The second reason muscle needed is the awareness muscle, which enables us to observe areas of actual personal wrongness. Having this muscle, the reasonable person’s stance is, “I see where I’m wrong.” They see their strengths but also understand their weaknesses. Manipulators have ruled out the possibility of wrongness, so the stance taken is, “I only see where I’m right.” Manipulators are notoriously lacking in self-awareness, not seeing the flaws in themselves that others so clearly see. Therefore, when problems occur, they automatically assume that others caused them.
This part of the personality serves the same function as a press box on a football field. It enables us to make big picture self-observations. For manipulators, the wires connecting the press box to the sideline phone are severed. They don’t have press box conversations and are, therefore, lack the ability to self-monitor and self-correct.
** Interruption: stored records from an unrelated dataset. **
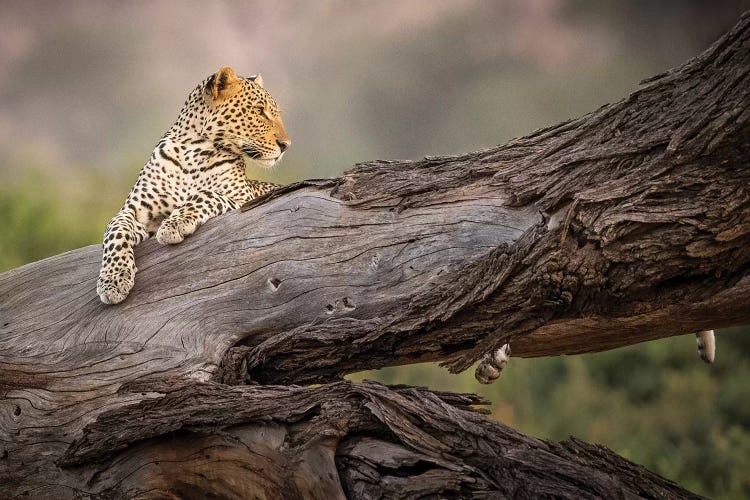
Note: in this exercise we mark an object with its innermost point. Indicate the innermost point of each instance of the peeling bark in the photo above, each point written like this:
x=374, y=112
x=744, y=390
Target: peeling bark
x=628, y=224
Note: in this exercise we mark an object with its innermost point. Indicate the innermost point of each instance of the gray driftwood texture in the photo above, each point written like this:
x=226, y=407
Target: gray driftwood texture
x=628, y=224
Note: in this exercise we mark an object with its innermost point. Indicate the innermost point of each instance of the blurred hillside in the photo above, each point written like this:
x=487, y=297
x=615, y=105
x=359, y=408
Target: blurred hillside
x=88, y=87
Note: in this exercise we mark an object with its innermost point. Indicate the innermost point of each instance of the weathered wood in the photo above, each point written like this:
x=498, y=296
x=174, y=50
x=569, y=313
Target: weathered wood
x=628, y=224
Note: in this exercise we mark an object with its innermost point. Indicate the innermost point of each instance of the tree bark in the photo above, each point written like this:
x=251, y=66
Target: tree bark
x=628, y=224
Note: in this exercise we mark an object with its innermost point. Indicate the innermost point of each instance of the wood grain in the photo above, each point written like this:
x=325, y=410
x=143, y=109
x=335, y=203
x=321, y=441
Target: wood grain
x=628, y=224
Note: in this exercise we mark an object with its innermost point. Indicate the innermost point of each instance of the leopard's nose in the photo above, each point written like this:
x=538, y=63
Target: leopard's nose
x=283, y=145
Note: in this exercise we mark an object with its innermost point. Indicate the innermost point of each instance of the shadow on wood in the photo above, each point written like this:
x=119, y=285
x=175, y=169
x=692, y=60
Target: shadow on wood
x=628, y=224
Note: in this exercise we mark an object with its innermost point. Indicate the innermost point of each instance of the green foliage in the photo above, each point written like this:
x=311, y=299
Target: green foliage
x=656, y=404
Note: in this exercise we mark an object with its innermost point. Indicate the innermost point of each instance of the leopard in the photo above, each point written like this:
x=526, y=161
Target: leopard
x=195, y=172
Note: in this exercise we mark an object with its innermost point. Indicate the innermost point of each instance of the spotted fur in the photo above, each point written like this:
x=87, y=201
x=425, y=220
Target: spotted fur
x=197, y=171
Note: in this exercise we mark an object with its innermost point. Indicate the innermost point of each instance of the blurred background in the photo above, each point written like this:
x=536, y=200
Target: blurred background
x=88, y=87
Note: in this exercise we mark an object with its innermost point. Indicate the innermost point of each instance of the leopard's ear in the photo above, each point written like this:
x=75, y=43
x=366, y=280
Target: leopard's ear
x=257, y=79
x=223, y=84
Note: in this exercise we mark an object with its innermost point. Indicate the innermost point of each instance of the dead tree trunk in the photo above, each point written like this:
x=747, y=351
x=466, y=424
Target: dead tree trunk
x=628, y=224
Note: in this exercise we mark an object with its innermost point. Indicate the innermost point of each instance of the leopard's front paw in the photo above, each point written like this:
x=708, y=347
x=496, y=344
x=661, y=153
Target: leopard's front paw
x=492, y=364
x=114, y=285
x=173, y=230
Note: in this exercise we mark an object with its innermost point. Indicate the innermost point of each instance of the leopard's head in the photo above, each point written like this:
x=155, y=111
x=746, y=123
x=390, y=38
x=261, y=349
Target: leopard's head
x=244, y=118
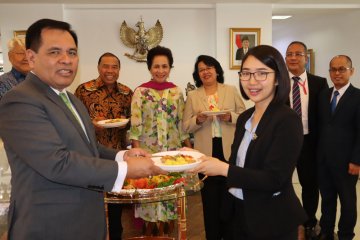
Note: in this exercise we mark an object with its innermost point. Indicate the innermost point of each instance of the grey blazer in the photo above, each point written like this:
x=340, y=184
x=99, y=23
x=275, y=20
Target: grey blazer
x=58, y=172
x=196, y=102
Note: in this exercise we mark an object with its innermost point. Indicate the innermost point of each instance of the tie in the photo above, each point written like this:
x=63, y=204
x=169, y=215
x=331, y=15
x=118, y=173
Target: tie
x=68, y=104
x=333, y=102
x=296, y=96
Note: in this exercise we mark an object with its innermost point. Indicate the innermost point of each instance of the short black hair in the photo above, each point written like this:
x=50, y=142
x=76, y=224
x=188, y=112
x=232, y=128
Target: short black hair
x=159, y=51
x=348, y=59
x=300, y=43
x=108, y=54
x=33, y=39
x=210, y=62
x=245, y=38
x=272, y=58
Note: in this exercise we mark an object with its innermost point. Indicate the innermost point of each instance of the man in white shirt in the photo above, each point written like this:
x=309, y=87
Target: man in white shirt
x=339, y=150
x=308, y=86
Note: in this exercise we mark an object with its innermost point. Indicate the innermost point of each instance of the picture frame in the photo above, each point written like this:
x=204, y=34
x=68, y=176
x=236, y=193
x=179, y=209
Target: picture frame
x=237, y=36
x=20, y=33
x=310, y=65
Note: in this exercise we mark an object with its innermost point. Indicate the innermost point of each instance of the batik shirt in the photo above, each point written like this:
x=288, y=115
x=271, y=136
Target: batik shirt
x=103, y=104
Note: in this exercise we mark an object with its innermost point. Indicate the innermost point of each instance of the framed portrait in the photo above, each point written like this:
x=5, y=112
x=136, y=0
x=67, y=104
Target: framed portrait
x=310, y=66
x=20, y=33
x=241, y=40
And relationships are like mirrors in which we catch glimpses of the good and bad parts of ourselves. Reasonable people make use of the feedback that relationships provide. But manipulators catch no reflections of their flaws in relational mirrors.
The following statements may reflect an atrophied awareness muscle:
- She points out your part of the conflict problem but demonstrates little awareness of her own.
- She’s unaware of her negatives that are observable by you and others.
- She defensively resists and makes no use of the feedback given to her by you or others.
- She relishes being the center of attention.
- She’s convinced that she’s the normal one.
- She denies having certain emotions (i.e. anger) while clearly displaying them.
- She shifts the focus to you if one of her negatives is exposed (i.e. “OK, what about the things you do?”).
- She demonstrates little concern about the negative consequences of her words and actions.
- She demonstrates little awareness of your buttons, her reactions, or of how she pushes your buttons.
- She may seem insightful to people who don’t know her well.